Le terme étant venu, M. Bergeret quittait avec sa sœur et sa fille la vieille maison ruinée de la rue de Seine pour s’aménager dans un moderne appartement de la rue de Vaugirard. Ainsi en avaient décidé Zoé et les destins. Durant les longues heures du déménagement, Riquet errait tristement dans l’appartement dévasté. Ses plus chères habitudes étaient contrariées. Des hommes inconnus, mal vêtus, injurieux et farouches troublaient son repos et venaient jusque dans la cuisine fouler aux pieds son assiette à pâtée et son bol d’eau fraîche. Les chaises lui étaient enlevées à mesure qu’il s’y couchait e t les tapis tirés brusquement de dessous son pauvre derrière, qui, dans sa propre maison, ne savait plus où se mettre.
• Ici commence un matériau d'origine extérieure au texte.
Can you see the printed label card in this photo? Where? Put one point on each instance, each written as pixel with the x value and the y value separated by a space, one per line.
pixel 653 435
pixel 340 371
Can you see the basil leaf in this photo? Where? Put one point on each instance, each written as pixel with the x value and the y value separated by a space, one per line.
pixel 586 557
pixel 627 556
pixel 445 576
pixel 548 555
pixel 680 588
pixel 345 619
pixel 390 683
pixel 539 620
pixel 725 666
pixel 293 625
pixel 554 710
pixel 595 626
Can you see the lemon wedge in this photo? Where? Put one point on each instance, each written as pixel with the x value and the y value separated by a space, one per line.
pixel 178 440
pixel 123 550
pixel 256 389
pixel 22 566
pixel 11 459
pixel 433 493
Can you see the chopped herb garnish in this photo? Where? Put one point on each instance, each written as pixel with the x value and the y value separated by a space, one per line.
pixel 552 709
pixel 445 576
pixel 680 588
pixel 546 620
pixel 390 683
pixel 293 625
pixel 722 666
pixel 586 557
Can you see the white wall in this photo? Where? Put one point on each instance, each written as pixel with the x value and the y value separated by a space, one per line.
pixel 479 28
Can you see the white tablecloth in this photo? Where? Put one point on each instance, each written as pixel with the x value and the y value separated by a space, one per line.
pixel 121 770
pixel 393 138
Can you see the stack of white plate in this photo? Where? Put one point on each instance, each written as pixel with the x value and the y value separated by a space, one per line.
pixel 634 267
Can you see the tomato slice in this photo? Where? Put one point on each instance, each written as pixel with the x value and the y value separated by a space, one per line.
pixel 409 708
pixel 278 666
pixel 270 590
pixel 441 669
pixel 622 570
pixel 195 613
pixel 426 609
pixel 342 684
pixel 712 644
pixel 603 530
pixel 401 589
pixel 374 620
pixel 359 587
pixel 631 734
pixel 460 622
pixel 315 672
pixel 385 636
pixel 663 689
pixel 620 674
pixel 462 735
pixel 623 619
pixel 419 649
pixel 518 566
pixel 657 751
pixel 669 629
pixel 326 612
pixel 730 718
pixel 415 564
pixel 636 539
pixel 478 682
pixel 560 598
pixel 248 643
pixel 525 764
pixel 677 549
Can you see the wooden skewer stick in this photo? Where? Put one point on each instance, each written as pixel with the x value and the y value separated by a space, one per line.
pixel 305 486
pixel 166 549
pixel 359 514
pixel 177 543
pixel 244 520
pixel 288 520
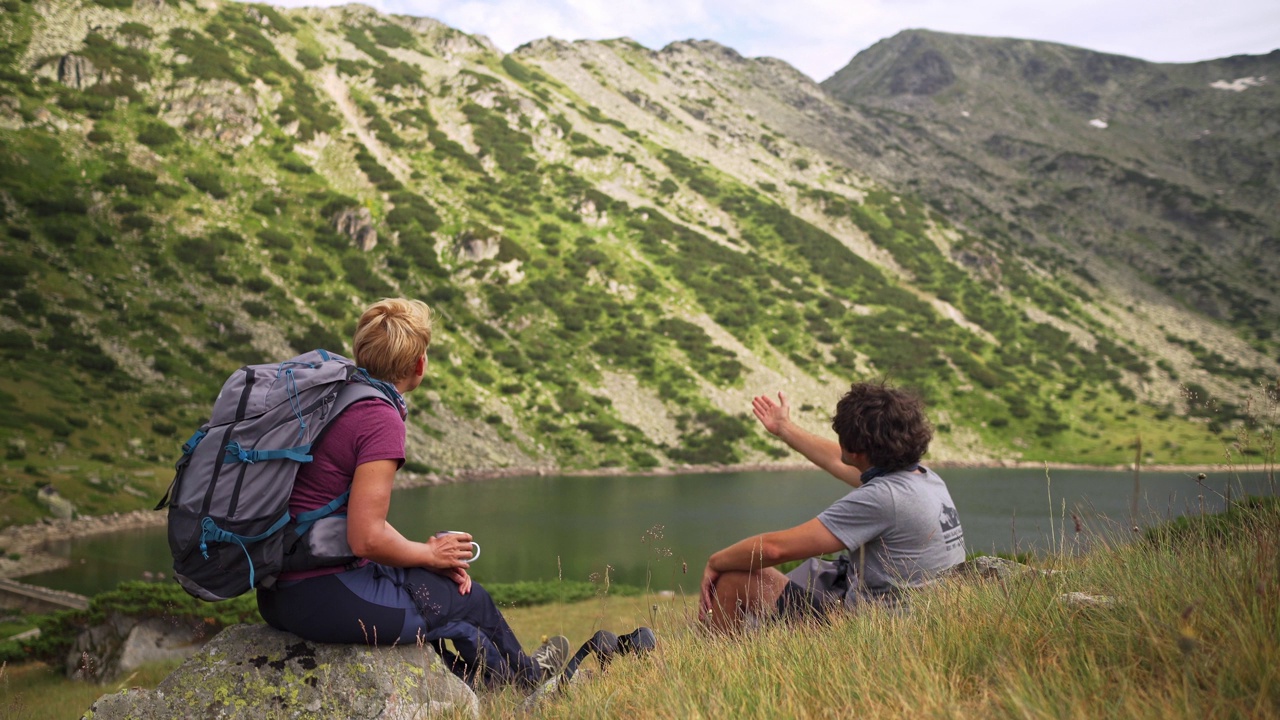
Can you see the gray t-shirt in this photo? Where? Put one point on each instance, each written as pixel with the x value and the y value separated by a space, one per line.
pixel 901 531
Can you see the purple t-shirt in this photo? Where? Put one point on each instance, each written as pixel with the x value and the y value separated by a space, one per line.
pixel 368 431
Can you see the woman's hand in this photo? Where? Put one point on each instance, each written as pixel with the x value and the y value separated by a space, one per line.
pixel 773 415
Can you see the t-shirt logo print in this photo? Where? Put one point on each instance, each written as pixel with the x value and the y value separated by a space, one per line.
pixel 952 533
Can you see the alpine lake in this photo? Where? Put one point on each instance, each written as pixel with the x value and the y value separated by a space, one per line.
pixel 657 531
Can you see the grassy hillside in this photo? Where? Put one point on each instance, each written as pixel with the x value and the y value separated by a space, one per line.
pixel 622 245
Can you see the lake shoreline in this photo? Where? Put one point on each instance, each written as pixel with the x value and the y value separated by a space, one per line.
pixel 27 541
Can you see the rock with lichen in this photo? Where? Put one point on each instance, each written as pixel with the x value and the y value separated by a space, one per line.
pixel 250 671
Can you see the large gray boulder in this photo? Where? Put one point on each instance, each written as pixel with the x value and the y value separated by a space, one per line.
pixel 123 643
pixel 252 671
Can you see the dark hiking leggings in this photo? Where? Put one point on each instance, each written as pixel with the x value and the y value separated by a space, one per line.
pixel 383 606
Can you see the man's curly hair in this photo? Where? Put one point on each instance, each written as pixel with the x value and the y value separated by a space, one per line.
pixel 886 423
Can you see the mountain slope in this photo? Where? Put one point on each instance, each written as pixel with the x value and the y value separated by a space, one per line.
pixel 1165 171
pixel 622 245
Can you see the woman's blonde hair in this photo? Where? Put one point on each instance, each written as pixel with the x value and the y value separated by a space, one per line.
pixel 391 336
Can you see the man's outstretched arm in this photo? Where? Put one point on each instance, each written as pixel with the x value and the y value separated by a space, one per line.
pixel 776 418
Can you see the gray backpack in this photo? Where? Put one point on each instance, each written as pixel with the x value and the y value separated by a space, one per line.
pixel 229 523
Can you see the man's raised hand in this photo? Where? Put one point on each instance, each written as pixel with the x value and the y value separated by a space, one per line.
pixel 772 415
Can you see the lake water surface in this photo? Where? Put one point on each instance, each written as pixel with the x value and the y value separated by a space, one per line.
pixel 645 531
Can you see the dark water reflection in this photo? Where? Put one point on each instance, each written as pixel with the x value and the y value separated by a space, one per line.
pixel 645 531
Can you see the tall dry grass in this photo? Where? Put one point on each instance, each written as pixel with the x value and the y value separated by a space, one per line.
pixel 1192 630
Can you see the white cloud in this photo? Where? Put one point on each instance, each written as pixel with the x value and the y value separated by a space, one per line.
pixel 821 36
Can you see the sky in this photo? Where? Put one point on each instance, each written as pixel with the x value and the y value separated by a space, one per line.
pixel 821 36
Disons à son honneur qu’il avait d’abord tenté de résister. Lors de l’enlèvement de la fontaine, il avait aboyé furieusement à l’ennemi. Mais à son appel personne n’était venu. Il ne se sentait point encouragé, et même, à n’en point douter, il était combattu. Mademoiselle Zoé lui avait dit sèchement: «Tais-toi donc!» Et mademoiselle Pauline avait ajouté: «Riquet, tu es ridicule!»

Renonçant désormais à donner des avertissements inutiles et à lutter seul pour le bien commun, il déplorait en silence les ruines de la maison et cherchait vainement de chambre en chambre un peu de tranquillité. Quand les déménageurs pénétraient dans la pièce où il s’était réfugié, il se cachait par prudence sous une table ou sous une commode qui demeuraient encore. Mais cette précaution lui était plus nuisible qu’utile, car bientôt le meuble s’ébranlait sur lui, se soulevait, retombait en grondant et menaçait de l’écraser. Il fuyait, hagard et le poil rebroussé, et gagnait un autre abri, qui n’était pas plus sûr que le premier.

Et ces incommodités, ces périls même, étaient peu de chose auprès des peines qu’endurait son cœur. En lui, c’est le moral, comme on dit, qui était le plus affecté.